Honour in Speech: Speaking about Other Religions

It’s that time of year again. The time of year for ‘zombie Jesus’ jokes, entirely inaccurate memes about Ishtar, and dismissive comments about Christian cultural dominance. Even the relatively inoffensive Facebook posts that speak about Christianity and other Abrahamic religions in ‘we’re better than them’ terms, always seem to turn up annually during this season.

This year, it is an atheist who is teaching me most about honourable speech about other religions. SJ, my long-suffering, spiritually-curious atheist spouse, is shifting religious festivals so quickly that they’re practically becoming a chaos magician. And every single word out of their mouth about every one of these religions, including ones they’re not observing this year (like my own), is deeply honourable. I hear a lot of complaints about how atheists talk about our religious traditions – but I’ve not heard nearly so much respectful, honourable speech towards other religions from Pagans. I haven’t heard it from myself.

I understand why some Pagans react negatively to Christianity, and need to blow off steam. Gods know, I know what it’s like to grow up in an environment where your religion condemns you, constrains you, and even directs spiritual and emotional abuse at you. Yet, none of that gives me the right to condemn a whole religion. The only people responsible for that were the specific people in the specific churches I grew up in.

It helps that I also had wonderful, deeply spiritual experiences in Christian contexts, later on in my spiritual journey – to the extent that I haven’t *entirely* moved on from Christianity, and will probably always have some associations with it. (You could call that karma, if you like. I call it holding myself to my confirmation promises.) I’m aware that not everyone has had those experiences, and not everyone will be understand why I continue to find Christianity such a foundational, beautiful spiritual path, despite all its potential and actual issues. That’s OK… as long as others respect that I have a different perspective from them.

But whether we have good or bad experiences of religions, and whether we have any experiences of them at all, I personally feel that honour in speaking of them is important. I’m not convinced by the argument that they treated us badly first. If a few outliers did, they don’t speak for the whole religion. And even if every member of a religion you’ve ever encountered has treated us badly, does it mean we should retaliate with the same?

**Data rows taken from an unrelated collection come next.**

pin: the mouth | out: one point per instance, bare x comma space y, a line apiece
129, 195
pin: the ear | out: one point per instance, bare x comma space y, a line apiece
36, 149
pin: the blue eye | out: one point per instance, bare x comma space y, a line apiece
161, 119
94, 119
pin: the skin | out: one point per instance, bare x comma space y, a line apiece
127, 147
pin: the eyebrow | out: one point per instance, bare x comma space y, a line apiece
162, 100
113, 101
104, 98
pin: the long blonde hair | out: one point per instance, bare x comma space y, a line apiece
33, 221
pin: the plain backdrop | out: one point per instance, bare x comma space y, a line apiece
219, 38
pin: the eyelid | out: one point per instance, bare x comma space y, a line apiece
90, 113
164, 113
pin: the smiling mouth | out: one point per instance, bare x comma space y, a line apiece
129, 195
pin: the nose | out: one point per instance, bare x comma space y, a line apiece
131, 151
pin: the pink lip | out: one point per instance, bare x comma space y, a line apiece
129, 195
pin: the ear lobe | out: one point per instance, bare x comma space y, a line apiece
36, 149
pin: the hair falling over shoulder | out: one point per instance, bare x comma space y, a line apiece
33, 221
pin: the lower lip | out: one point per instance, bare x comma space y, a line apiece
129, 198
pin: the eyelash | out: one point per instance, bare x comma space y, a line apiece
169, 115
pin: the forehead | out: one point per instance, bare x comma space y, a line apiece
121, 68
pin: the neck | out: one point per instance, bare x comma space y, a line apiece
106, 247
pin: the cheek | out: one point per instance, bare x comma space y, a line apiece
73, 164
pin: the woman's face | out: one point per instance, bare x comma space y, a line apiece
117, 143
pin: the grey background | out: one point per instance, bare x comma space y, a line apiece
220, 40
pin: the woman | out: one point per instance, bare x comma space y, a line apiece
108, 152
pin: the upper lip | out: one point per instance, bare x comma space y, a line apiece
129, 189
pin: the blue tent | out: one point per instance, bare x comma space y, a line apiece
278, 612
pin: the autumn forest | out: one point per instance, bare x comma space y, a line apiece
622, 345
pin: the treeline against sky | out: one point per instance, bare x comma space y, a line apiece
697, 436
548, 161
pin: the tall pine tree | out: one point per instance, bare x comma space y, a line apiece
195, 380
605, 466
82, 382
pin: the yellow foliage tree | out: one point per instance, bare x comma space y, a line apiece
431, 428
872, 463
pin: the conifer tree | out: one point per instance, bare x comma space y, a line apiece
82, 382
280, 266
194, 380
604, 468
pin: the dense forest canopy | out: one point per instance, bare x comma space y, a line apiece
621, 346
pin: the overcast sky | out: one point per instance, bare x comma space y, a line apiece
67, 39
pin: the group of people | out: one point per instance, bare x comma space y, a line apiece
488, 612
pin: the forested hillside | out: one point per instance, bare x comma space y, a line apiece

But I mostly think how tragic it is when we fail to learn from the great spiritual wealth that other religions have to offer us. SJ and I had a big argument recently about whether the major religions of the world have more in common, or more differences. But in the end, that debate doesn’t matter. What we can learn from each other, through both our similarities and differences – that’s what excites me. That’s why I still go to Christian events (under certain circumstances), even when my Pagan friends make cracks about how I’m going to be seen as a Christian again. It’s why I do interfaith work, even when my fellow interfaith activists and I confuse each other. And it’s why I stand up and demand that others respect Paganism – including colleagues and friends who clearly don’t understand where I’m coming from – and who don’t have to, but who I do expect to respect my position anyway. (I wear a pentacle at university sometimes – even though that is not my own symbol – in order to stand in solidarity with other Pagans.)

We all deserve to have our sacred truths spoken of respectfully. Every single one of us. Christians, Jews, Hindus, Sikhs, Muslims, Jains, Mormons, those who are ‘spiritual but not religious’, those who follow New Age traditions, Pagans, reconstructionist polytheists… All of us.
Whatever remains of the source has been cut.